I’ll have to dig in more if I want to have more interaction…


tell application "Adobe InDesign CS3"
	set storynumber to count document 1 each story --number of stories in current document
	set verif1 to {}
	set theList to {}
	set lineNumber to {}
	repeat with m from 1 to storynumber
		set end of lineNumber to count story m of document 1 each line --for every story, add "number of lines in story" to the list linenumber
	end repeat
	tell document 1
		repeat with n from 1 to storynumber -- for every story in the document
			tell story n -- talk to selected story
				repeat with i from 1 to item n of lineNumber --for every line in the current story
					if length of line i is greater than 1 then --check that line is not empty
						tell line i
							set lastword to last word
							set verif0 to ((baseline of first character of last word) is not (baseline of last character of last word)) --if the baseline of the first character of the last word of the current line is different from the baseline of its last character the verif 0 is true
							set verif1 to (characters of lastword contains "-") --if the last word of the current line contains a hyphen then verif1 becomes true
							set verif2 to my checkcaps(lastword) -- verif2 will be true if the last word contains a capitalized letter
							if ((verif0 and verif1) or (verif0 and verif2)) then
								set selection of application "Adobe InDesign CS3" to last word
								select (last word)
								tell application "Adobe InDesign CS3"
									set thePage to (parent of parent text frames of selection)
									--	set active page of layout window 1 to thePage
									--	tell layout window 1
									--		set zoom percentage to 100
									--	end tell
								end tell
								set end of theList to ({lastword, name of thePage})

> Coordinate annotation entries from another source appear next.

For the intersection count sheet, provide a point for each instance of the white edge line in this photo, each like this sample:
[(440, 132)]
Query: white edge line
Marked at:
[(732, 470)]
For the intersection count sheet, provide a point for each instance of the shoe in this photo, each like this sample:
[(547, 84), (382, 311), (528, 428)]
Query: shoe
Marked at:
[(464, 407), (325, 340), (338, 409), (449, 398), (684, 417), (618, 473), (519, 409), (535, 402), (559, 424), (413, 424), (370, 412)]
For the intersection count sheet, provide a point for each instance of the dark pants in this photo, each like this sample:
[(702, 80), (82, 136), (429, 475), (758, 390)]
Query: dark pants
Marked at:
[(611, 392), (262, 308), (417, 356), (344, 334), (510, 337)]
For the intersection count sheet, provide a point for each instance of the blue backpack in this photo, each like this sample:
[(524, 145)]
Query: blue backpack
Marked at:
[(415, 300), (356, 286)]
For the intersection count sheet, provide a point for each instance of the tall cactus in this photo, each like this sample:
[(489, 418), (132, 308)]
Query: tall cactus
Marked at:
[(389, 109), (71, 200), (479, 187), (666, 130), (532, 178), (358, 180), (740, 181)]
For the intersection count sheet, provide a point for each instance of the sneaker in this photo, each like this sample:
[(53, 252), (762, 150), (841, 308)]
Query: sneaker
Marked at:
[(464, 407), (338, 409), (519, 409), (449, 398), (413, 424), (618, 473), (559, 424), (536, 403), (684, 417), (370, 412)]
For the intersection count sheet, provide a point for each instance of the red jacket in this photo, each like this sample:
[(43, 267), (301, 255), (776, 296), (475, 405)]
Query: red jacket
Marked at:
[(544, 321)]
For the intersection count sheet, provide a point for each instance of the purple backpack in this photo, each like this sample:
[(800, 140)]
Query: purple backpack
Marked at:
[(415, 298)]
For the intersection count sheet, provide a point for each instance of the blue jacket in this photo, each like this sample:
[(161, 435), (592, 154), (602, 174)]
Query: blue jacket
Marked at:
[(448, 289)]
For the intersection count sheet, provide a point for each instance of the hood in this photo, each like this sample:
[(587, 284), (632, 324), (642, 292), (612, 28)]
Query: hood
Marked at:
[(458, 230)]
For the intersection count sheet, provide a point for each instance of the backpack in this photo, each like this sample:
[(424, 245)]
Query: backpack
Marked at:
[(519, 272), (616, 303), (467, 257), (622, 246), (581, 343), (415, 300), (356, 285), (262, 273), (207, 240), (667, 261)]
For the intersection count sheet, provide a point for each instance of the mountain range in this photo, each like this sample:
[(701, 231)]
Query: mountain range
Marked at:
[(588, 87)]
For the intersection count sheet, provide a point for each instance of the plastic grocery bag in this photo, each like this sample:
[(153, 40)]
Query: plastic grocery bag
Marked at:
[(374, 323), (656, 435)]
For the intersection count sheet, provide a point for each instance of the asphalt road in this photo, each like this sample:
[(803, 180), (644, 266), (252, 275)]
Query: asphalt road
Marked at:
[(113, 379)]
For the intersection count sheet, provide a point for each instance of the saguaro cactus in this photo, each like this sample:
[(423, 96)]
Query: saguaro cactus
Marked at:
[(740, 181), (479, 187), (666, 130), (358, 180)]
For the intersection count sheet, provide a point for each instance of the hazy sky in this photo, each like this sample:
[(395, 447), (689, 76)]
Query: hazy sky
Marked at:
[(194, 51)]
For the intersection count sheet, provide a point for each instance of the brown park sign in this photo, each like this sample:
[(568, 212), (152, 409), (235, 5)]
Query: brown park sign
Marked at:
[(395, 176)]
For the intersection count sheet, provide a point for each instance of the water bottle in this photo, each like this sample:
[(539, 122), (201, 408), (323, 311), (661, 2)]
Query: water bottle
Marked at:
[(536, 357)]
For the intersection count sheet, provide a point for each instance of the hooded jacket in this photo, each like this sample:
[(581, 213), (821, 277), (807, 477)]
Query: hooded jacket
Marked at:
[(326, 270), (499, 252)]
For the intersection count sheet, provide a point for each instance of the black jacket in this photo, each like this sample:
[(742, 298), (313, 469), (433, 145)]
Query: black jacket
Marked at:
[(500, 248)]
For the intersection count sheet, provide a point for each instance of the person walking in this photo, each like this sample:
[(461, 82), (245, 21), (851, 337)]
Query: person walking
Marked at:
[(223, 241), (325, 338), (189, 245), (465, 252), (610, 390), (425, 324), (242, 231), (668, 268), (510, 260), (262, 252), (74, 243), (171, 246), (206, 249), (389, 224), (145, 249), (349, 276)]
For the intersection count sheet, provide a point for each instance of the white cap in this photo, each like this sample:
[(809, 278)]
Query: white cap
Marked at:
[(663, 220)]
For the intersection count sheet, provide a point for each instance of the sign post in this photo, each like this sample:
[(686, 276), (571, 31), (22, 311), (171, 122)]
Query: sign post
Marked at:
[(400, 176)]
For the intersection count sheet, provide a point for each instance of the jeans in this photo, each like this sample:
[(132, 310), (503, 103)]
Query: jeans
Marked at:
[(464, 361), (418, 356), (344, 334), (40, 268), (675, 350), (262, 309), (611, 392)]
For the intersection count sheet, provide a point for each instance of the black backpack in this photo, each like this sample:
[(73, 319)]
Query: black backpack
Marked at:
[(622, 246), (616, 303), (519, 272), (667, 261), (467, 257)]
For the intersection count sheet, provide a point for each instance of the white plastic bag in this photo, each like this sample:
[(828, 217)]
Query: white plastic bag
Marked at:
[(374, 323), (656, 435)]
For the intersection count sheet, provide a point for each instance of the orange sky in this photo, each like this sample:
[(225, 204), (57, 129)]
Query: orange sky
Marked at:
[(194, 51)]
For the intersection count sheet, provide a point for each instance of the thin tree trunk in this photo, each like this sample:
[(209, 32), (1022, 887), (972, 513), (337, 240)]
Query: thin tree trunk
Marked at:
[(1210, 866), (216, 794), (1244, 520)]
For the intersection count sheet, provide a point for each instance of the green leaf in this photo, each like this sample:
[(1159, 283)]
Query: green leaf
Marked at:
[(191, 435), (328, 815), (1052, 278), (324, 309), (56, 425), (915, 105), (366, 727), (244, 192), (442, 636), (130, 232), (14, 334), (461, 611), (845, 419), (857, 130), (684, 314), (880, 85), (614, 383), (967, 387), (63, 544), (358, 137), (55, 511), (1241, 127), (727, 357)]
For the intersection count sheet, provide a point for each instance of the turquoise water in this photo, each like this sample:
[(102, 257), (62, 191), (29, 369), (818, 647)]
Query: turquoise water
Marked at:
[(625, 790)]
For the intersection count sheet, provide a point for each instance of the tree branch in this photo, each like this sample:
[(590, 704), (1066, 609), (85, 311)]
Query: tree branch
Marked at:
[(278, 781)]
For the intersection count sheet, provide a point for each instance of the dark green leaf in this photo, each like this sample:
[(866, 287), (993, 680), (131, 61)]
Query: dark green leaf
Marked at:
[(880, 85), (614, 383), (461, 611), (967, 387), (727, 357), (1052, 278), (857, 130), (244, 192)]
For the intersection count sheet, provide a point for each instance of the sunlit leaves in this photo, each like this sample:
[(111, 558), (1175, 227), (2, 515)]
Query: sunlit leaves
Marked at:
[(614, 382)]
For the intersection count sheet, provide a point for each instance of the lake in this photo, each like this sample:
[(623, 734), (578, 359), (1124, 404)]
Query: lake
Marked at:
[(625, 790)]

								--display dialog "Next"
							end if
						end tell
					end if
				end repeat
			end tell
		end repeat
	end tell
	return theList
end tell
to checkcaps(passedword)
	local capitalized, capitalletters
	set capitalized to false as boolean
	set capitalletters to {"A", "B", "C", "D", "E", "F", "G", "H", "I", "J", "K", "L", "M", "N", "O", "P", "Q", "R", "S", "T", "U", "V", "W", "X", "Y", "Z", ASCII character 131, ASCII character 174, ASCII character 128, ASCII character 129, ASCII character 130, ASCII character 132, ASCII character 133, ASCII character 134, ASCII character 203, ASCII character 204, ASCII character 205, ASCII character 206, ASCII character 229, ASCII character 230, ASCII character 231, ASCII character 232, ASCII character 233, ASCII character 234, ASCII character 235, ASCII character 236, ASCII character 237, ASCII character 238, ASCII character 239, ASCII character 241, ASCII character 242, ASCII character 243, ASCII character 244} as list
	repeat with zz from 1 to length of passedword
		considering case
			if capitalized = false then
				set capitalized to (item zz of characters of passedword is in capitalletters)
			end if
		end considering
	end repeat
	return capitalized
end checkcaps

Now I’ll clean the code and try to optimize it, as it is pretty slow.